Pulling the covers over my body, I lifted my knees to my chest, hugging myself to keep me from crying to sleep. She wasn’t worth it. He wasn’t either. I was better than them and what happened to me, even if sometimes I didn’t feel it.
Chapter Ten
Jackson
When I turned on my heel to leave, Grace stood there staring at me with a tapping toe. I inwardly cursed myself. Messaging her was the biggest mistake of my life. Did I really think she’d be able to get my mind off the crushed girl in her bedroom?
“Where are you going?” Grace asked. Her voice was pointed, and I could tell she had her nose tipped without looking.
“I thought we’d leave and give Thea some privacy.”
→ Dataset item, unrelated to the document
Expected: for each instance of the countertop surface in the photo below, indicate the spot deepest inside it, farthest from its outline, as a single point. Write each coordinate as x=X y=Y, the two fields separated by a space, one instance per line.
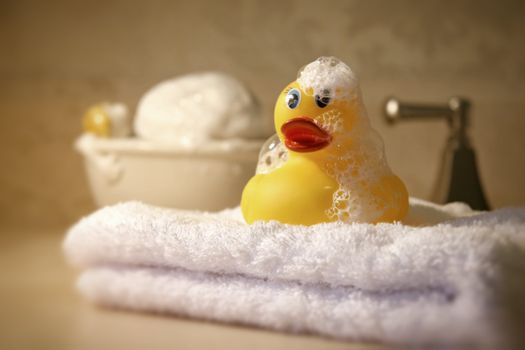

I came waltzing in here with a girl, hoping I’d stop thinking about the one I wanted. I knew she’d be home, but I didn’t expect to find her flaunting her perfect body around the apartment. Fuck. My brain was fried for her. That bikini made her tits look amazing, and it almost felt like she did it on purpose.
Had Britt told her this was my plan, and she was hell-bent on stopping it?
I let out an annoyed breath before strolling over to my bed, sitting down, and leaning my back against the headboard. Grace, unfortunately, didn’t take the hint and followed behind me.
“Now, where were we?” she asked, plopping herself on my lap without asking if it was okay. I raised my hands when she tossed her gray sweater across the room, leaving her in a pair of purple leggings and a matching bralette.
She looked cute, but she was no Thea. Thea’s curves were deadly, and I wanted a lethal dose.